• Posted Aug. 2, 2017, 9:37 a.m. - 6 years, 6 months ago

The 3 types of scanned PDFs

Assorted ice cream cones including chocolate, vanilla and strawberry

Did you know there are actually 3 different types of scanned PDF which can, if you’re not careful, complicate the task of translation:

  • The simple scan – every page is just an image.
  • Searchable scans – each image has hidden text behind it.
  • Mixed – can include scanned images, hidden and real text all in the same PDF.

TransPDF will automatically run OCR on a PDF if it detects no real text – in other words, type 1 from the list above. But for types 2 and 3 it will sense the presence of real text and skip the OCR phase. This can be a problem when you need to translate all the text in the PDF.

Infix to the rescue

Using Infix PDF Editor you can convert all the real text into artwork. The PDF will look exactly the same but won’t contain any real text or fonts and will no longer be editable.

The upshot of this conversion is that TransPDF will detect the absence of editable text and process the PDF with OCR.

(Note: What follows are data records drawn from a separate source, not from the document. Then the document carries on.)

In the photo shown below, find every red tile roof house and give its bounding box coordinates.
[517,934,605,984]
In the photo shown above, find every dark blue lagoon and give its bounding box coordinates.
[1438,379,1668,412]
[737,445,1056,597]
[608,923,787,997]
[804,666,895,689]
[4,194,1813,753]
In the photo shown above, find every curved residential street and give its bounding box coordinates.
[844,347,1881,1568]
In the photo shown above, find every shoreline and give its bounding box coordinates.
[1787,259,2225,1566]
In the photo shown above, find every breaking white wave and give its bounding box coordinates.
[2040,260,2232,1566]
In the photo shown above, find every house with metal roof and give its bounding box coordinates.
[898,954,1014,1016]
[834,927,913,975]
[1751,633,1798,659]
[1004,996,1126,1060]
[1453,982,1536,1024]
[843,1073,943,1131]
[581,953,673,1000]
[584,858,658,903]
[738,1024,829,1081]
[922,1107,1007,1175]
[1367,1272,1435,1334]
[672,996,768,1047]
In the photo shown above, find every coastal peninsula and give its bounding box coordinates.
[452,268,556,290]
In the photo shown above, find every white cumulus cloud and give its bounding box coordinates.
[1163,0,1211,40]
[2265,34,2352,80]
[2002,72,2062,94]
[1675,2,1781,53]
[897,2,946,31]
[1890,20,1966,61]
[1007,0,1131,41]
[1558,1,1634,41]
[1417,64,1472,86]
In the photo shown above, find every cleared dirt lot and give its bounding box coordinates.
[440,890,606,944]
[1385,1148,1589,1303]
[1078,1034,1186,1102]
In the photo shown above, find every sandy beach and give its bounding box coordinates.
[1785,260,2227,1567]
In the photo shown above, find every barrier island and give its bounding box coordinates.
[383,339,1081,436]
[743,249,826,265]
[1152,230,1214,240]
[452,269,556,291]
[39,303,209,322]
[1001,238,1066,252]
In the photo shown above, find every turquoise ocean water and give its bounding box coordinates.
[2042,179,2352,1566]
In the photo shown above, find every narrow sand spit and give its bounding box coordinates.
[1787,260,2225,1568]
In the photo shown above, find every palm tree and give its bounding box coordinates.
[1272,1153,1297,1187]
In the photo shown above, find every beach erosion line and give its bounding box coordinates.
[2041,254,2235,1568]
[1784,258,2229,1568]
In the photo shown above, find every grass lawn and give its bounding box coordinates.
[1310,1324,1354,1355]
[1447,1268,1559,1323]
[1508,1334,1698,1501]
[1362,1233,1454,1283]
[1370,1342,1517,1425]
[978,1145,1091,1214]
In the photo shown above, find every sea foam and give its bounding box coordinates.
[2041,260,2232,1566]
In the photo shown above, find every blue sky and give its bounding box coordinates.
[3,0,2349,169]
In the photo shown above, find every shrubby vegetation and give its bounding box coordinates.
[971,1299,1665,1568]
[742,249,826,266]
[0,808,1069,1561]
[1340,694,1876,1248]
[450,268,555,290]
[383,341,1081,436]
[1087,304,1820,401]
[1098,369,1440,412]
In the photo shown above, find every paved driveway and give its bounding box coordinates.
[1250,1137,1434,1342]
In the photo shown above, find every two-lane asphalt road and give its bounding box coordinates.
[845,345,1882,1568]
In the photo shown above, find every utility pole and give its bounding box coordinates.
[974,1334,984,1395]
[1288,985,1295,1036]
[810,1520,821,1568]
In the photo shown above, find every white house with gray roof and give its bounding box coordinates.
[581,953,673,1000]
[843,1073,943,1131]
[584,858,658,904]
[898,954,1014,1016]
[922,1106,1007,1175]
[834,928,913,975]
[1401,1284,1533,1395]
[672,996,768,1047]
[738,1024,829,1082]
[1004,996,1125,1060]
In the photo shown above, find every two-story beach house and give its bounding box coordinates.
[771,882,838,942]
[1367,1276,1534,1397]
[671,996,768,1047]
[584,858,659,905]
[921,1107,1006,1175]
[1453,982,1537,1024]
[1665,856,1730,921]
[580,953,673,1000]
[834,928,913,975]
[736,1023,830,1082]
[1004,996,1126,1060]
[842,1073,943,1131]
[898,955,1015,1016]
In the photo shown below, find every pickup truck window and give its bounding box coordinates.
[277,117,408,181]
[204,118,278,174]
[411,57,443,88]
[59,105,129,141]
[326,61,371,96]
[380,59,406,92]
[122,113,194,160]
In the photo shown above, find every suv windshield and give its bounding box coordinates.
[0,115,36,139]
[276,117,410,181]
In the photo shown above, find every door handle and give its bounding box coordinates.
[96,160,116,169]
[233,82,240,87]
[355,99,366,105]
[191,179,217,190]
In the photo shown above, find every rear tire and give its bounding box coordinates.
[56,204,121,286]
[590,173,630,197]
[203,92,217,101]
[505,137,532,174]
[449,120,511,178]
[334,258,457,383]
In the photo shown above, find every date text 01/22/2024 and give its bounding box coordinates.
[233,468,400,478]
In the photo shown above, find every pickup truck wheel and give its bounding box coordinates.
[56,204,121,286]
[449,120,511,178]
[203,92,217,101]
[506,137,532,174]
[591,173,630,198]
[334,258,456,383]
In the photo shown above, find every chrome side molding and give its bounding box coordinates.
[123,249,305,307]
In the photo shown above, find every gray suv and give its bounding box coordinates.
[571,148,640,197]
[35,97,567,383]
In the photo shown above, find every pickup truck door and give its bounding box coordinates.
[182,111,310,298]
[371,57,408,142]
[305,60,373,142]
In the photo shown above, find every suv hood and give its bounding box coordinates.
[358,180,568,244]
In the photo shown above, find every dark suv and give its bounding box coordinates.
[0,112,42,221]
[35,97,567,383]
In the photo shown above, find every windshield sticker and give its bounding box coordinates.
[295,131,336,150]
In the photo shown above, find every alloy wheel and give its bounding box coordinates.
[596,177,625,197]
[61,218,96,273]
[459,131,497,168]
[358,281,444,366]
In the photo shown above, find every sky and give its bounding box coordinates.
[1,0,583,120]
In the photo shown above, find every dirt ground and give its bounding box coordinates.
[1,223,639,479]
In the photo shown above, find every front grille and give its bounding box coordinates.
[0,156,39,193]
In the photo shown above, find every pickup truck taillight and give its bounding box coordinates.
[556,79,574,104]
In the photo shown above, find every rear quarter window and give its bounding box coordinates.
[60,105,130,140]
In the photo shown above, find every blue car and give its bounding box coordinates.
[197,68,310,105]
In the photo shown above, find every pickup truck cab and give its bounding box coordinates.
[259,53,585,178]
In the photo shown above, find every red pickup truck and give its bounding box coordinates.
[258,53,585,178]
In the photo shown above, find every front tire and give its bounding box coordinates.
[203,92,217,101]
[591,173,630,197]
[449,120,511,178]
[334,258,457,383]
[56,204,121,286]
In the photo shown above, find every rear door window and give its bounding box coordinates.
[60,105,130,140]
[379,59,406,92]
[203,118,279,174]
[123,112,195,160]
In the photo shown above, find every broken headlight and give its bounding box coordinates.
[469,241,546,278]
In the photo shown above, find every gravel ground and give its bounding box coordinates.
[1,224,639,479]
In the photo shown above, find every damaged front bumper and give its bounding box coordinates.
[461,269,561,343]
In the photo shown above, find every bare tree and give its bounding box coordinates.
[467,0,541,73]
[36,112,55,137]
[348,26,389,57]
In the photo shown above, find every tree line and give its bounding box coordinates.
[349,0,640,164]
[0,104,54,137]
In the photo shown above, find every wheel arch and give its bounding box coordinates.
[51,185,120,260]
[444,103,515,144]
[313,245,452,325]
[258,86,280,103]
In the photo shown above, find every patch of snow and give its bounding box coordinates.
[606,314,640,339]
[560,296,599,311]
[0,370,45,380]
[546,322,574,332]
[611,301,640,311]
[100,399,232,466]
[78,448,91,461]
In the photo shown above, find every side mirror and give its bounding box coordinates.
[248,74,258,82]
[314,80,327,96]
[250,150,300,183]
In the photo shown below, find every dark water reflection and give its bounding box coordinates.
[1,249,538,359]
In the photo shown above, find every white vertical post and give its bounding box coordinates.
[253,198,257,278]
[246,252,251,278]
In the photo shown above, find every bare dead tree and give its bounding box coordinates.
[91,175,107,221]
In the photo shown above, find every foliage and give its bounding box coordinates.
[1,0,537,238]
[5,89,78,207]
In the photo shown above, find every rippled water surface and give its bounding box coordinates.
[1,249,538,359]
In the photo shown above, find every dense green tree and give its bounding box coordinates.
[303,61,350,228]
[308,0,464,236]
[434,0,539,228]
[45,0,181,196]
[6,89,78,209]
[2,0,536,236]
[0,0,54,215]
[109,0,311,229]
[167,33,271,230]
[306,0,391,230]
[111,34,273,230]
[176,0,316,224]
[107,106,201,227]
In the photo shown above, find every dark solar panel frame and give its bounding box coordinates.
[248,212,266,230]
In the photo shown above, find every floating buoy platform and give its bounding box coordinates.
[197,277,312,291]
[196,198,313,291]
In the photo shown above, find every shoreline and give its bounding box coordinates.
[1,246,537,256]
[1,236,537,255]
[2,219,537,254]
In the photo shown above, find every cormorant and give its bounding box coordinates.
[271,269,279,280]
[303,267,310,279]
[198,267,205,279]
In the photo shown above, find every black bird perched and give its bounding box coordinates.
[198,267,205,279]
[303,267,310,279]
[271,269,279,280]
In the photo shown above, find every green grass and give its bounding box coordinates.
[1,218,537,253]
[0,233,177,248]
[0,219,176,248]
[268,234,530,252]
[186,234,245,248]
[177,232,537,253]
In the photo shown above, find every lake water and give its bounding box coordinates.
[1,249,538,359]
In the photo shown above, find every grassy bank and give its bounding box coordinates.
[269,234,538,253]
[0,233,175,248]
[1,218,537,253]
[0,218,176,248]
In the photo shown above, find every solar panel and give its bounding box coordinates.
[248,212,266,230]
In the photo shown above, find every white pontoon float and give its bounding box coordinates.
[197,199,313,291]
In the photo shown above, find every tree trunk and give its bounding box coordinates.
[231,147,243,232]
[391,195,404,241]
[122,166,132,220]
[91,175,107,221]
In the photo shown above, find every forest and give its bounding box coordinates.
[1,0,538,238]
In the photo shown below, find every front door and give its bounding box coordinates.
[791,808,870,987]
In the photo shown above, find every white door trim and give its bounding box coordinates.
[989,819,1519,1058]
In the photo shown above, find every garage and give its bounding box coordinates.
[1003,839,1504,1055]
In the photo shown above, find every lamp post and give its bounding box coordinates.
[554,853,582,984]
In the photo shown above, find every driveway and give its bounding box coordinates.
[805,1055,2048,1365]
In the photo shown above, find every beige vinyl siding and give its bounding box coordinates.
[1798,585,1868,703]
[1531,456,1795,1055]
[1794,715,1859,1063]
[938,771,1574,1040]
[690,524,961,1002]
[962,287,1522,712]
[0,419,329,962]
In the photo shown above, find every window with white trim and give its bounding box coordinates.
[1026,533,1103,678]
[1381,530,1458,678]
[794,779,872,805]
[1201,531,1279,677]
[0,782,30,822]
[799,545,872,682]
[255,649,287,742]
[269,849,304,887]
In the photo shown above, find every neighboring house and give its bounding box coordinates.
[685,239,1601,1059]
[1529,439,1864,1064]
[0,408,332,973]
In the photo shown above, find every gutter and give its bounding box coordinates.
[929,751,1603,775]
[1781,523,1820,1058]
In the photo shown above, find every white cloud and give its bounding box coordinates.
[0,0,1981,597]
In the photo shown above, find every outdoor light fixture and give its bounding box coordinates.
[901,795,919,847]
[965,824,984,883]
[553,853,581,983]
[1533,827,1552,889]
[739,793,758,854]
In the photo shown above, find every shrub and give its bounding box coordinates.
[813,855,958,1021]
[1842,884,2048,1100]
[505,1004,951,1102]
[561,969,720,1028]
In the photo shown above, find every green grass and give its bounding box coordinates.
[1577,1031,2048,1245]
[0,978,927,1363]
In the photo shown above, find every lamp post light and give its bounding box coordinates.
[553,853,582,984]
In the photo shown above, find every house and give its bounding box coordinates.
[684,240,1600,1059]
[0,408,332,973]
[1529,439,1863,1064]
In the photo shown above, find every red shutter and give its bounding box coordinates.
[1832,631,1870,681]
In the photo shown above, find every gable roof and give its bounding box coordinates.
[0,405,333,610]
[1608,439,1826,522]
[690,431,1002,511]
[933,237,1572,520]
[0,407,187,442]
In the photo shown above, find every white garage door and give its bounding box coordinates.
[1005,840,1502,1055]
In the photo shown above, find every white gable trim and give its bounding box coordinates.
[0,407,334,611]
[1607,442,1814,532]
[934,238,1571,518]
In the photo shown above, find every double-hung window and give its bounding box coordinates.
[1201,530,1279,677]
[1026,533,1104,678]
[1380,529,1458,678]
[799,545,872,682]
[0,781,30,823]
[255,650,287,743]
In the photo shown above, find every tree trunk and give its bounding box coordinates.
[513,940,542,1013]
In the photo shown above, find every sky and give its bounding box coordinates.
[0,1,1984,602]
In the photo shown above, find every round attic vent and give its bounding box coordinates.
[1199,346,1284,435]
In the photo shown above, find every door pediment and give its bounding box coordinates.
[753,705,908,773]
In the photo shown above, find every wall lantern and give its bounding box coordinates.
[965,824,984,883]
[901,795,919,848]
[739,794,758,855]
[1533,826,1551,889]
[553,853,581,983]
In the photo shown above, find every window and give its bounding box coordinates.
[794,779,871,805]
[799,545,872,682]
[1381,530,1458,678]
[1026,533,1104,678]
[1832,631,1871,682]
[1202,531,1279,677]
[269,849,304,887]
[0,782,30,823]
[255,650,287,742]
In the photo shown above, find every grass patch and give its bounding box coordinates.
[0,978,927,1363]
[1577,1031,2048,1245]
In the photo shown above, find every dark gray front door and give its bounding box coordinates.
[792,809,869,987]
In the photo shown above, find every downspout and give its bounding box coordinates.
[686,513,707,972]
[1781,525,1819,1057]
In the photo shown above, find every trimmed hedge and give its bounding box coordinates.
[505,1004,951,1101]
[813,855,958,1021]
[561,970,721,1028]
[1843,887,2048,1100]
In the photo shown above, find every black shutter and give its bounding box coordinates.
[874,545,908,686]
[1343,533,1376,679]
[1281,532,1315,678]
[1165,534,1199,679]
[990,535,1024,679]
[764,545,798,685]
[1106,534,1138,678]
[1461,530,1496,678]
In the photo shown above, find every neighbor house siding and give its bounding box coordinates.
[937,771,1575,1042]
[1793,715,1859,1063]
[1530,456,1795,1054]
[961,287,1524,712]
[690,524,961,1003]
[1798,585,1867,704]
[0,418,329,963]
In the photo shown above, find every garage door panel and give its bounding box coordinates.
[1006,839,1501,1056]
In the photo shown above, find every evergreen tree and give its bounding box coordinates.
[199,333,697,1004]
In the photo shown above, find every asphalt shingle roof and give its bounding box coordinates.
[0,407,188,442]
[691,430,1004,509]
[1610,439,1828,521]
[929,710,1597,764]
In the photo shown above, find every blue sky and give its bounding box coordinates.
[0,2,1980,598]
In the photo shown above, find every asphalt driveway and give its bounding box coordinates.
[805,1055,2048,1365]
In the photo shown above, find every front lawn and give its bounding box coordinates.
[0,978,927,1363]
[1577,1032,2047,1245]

All you need to do is open the PDF using Infix and choose Text->Create Outlines… This will generate a new PDF suitable for uploading to TransPDF where it will be processed with OCR.

How do you tell which type is which?

A simple way to tell which kind of PDF you have is to do a word count. Using Infix PDF Editor, choose Document->Word Count…If there are no words, it’s a simple scanned PDF (type 1).

If your word count isn’t zero,  then you need to investigate further. Export all the images in the PDF and have a look through them to see if you think OCR is warranted for the entire document.

To do this, choose File->Export->Pages As… and press the Format… button. In the “General” tab, disable text output and enable image output then press OK.

Once all your images have been output you can select them all and open them all at once. This should allow you to view them as a slideshow on Windows or Macintosh.

If it looks like the images contain lots of text that needs translating, you’ll need to convert the PDF using the Create Outlines technique detailed above.